Ahmed Faisal, Bhuiyan Mohammad Alfrad Nobel, Coskunuzer Baris
Department of Data Science and Mathematics, Embry-Riddle Aeronautical University, 3700 Willow Creek Rd, 86301, Prescott, AZ, USA.
Department of Medicine, Louisiana State University Health Sciences Center at Shreveport, 1501 Kings Highway, 71103, Shreveport, LA, USA.
J Imaging Inform Med. 2025 Jun 25. doi: 10.1007/s10278-025-01575-7.

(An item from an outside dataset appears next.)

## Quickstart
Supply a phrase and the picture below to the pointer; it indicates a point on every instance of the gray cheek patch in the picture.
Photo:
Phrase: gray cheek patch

The analysis of fundus images is vital for early detection of retinal diseases such as diabetic retinopathy (DR), glaucoma, and age-related macular degeneration (AMD), but traditional methods are resource-intensive. We propose an automated and interpretable diagnostic framework that leverages novel feature representations to improve performance. Our main contribution is a topological feature extraction technique based on Topological Data Analysis (TDA), which captures geometric and structural patterns in fundus images. These features are computationally efficient and interpretable. We integrate them with pretrained CNN features (e.g., ResNet-50) into a hybrid deep model, Topo-CNN, combining global image context with topological structure. We evaluate Topo-CNN on three benchmarks: APTOS (binary and five-class DR), ORIGA (Glaucoma), and IChallenge-AMD. Our model achieves 98.7% accuracy/98.9 AUC on binary DR, 95.5 AUC on five-class DR, 93.8% accuracy/93.6 AUC on AMD, and 82.3% accuracy/95.8 specificity on glaucoma. Ablation studies confirm the added value of topological features, and our Topo-CNN consistently outperforms existing methods across tasks.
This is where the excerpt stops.